Para tanto, no mínimo, seria preciso que Camões possuísse uma preciosa livralhada, uma biblioteca.

Como ajustar-se, porém, esta livraria, de difícil transporte, com a sua pobreza franciscana, com os seus desterros e prisões, com as suas viagens, abrigando-se em miseráveis choupanas onde foi largado como soldado raso? Indo nas naus para terras de África e da Índia, sem ter de seu mais do que uma muda de roupa e a espada, espremido nas enxergas dos tripulantes, como levaria consigo tantos autores e livros?

Ninguém o explica, nada o explica.”

(“A biblioteca de Camões”)

 

(Veja só que curioso: sem ter lido o ensaio, Brenno abre o poema indagando sobre o que lia Camões…)

 

“Pois bem: um livro são muitos livros. No seu texto assinado e autenticado pelo autor, podem ser descobertos textos de outros autores, ideias, metáforas, personagens, intrigas, paisagens, que vieram de séculos atrás, e que se achavam noutros livros.”

[…]

“Pode-se dizer até que um livro novo é sempre obra de uma cooperação universal, de que participam autores da mais remota antiguidade. Houve mesmo época em que esses autores muitos antigos, os clássicos greco-latinos, serviam de modelos indispensáveis para outros que o sucederam. Assim, Homero, com a Ilíada e a Odisseia, para Virgílio com a Eneida, e este e aquele para Camões, com Os Lusíadas, e assim por diante. Desta maneira, os autores são sócios ou irmãos de uma confraria em que estão reunidos todos os prosadores, todos os poetas.

Aquele que pretende ser absolutamente original e único, ao escrever um livro, ou é um tolo, ou um pretensioso, um ignorante. Para começo de conversa, ele veio ao mundo da mãe que o gerou, e com a ajuda de outro. Imediatamente, aqui encontrou amparo e ensinamentos de uma sociedade preexistente. Nunca esteve absolutamente só, mas se viu cercado de gente, e tudo, ou quase tudo lhe foi transmitido. Esse relacionamento, esse jogo de influências, são inarredáveis.”

(O livro, um palimpsesto).

 

Nessa mesma linha, Pierre Bayard, psicanalista e professor de literatura francesa da Universidade Paris VIII, no seu delicioso “Como falar dos livros que não lemos?” (Editora Objetiva), fingindo pilheriar, escrever mais um dos abomináveis livros de autoajuda ou de como se dar bem enganando os outros,  elabora um refinado ensaio sobre a cultura literária, formada tanto pelos livros lidos, quanto pelos não lidos, mas que de algum modo se conhece e assimila. Pois todo leitor, segundo Bayard, carrega consigo uma biblioteca, um repertório que lhe permite ter uma opinião legítima sobre um livro, mesmo que não o tenha lido.
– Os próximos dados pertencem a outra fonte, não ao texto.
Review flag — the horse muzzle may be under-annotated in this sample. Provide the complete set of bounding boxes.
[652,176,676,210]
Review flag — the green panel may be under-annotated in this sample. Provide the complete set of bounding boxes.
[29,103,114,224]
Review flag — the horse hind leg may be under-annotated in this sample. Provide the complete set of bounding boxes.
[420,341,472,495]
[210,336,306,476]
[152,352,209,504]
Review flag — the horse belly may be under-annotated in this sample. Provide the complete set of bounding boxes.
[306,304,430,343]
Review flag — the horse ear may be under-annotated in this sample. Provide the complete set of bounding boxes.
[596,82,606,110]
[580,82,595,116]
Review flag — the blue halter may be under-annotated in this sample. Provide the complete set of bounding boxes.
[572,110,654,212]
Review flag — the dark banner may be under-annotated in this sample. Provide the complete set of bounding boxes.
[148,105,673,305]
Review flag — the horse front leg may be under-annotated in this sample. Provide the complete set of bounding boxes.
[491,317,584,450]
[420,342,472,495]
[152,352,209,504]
Ainda porque, as obras de fato lidas, afora aquilo que fica esquecido, com o passar do tempo vão se embaralhando e confundindo de tal modo que, ao discorrer sobre elas, falamos da lembrança imperfeita e distorcida que guardamos.
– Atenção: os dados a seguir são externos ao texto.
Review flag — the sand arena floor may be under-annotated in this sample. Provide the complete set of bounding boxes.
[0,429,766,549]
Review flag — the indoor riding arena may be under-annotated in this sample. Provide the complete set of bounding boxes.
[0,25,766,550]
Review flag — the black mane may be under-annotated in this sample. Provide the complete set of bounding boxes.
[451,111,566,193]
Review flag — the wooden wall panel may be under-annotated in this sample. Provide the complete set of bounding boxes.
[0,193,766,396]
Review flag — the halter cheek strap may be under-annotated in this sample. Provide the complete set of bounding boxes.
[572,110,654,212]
Assim, Bayard estabelece diversas categorias, como livro folheado, livro de que ouvi falar, livro esquecido e livro desconhecido, bem como qualifica os livros conforme sua relevância cultural.

 

 

 

 

 

 

 

Ainda a palavra

 

 

Nesta nossa semana da palavra,

com a palavra o poeta Brenno

 

 

 

 

 

 

 

 

 

                        A palavra do lavrador

                        caiu na terra arada

                        e ele, distraído,

                        passou de novo o arado

                        e a palavra ficou enterrada…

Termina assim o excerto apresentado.